MoTe: Learning Motion-Text Diffusion Model for Multiple Generation Tasks
Yiming Wu, Wei Ji, Kecheng Zheng, Zicheng Wang, Dong Xu
TL;DR
MoTe tackles the challenge of unified motion-text generation by learning marginal, conditional, and joint distributions in a diffusion framework. It uses MED and TED to embed motions and text into latent spaces and MTDM to perform diffusion across those latents, with a configurable interaction module enabling text-to-motion, motion-to-text, or joint generation from a single model. The key contributions include an in-depth analysis of interaction modules, empirical evidence of a trade-off between text-to-motion and motion-to-text, and state-of-the-art results on text-to-motion on HumanML3D along with competitive motion-to-text performance. This framework provides a versatile baseline for multi-modal motion generation and paves the way for broader multi-modal diffusion systems.
Abstract
Recently, human motion analysis has experienced great improvement due to inspiring generative models such as the denoising diffusion model and large language model.
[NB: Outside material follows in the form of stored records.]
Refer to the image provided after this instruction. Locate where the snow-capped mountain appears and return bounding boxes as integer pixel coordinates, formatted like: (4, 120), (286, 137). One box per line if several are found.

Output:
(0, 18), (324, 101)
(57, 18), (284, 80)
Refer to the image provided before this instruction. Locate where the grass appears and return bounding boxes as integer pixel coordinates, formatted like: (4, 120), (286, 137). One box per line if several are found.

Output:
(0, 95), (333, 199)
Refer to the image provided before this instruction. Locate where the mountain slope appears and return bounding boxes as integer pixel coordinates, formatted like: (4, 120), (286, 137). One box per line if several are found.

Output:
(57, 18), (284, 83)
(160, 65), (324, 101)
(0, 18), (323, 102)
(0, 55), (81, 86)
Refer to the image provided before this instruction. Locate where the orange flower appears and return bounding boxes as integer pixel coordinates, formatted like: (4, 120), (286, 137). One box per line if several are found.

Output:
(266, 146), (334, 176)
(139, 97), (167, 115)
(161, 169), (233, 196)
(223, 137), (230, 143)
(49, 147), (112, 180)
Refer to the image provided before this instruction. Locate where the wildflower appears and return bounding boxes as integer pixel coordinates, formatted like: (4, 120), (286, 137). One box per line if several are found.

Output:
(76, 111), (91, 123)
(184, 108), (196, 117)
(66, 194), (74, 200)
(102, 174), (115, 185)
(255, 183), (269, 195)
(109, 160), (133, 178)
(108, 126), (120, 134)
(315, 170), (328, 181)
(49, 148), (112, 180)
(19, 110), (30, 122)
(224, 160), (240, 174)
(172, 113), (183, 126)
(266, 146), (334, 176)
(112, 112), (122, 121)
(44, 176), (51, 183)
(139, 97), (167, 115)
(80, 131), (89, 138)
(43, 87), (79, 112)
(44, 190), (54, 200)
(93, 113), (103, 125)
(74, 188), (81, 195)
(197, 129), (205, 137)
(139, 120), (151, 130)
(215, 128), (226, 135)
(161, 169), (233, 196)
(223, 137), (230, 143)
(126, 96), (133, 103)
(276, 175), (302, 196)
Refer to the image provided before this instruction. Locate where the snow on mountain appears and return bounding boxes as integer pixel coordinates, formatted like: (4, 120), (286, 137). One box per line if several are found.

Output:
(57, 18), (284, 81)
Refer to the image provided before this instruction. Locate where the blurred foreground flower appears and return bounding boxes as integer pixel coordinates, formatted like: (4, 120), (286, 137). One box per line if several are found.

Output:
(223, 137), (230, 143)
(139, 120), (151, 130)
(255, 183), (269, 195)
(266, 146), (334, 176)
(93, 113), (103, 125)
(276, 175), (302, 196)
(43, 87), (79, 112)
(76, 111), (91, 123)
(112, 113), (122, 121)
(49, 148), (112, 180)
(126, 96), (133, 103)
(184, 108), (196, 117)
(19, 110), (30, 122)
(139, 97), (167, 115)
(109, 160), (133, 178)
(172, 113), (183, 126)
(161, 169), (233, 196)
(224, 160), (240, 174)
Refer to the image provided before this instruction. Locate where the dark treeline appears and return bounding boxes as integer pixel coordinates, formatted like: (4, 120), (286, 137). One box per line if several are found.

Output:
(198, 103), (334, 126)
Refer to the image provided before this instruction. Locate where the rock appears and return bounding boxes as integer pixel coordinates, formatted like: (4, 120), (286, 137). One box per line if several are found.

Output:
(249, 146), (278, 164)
While the existing approaches mainly focus on generating motions with textual descriptions and overlook the reciprocal task. In this paper, we present~\textbf{MoTe}, a unified multi-modal model that could handle diverse tasks by learning the marginal, conditional, and joint distributions of motion and text simultaneously. MoTe enables us to handle the paired text-motion generation, motion captioning, and text-driven motion generation by simply modifying the input context. Specifically, MoTe is composed of three components: Motion Encoder-Decoder (MED), Text Encoder-Decoder (TED), and Moti-on-Text Diffusion Model (MTDM). In particular, MED and TED are trained for extracting latent embeddings, and subsequently reconstructing the motion sequences and textual descriptions from the extracted embeddings, respectively. MTDM, on the other hand, performs an iterative denoising process on the input context to handle diverse tasks. Experimental results on the benchmark datasets demonstrate the superior performance of our proposed method on text-to-motion generation and competitive performance on motion captioning.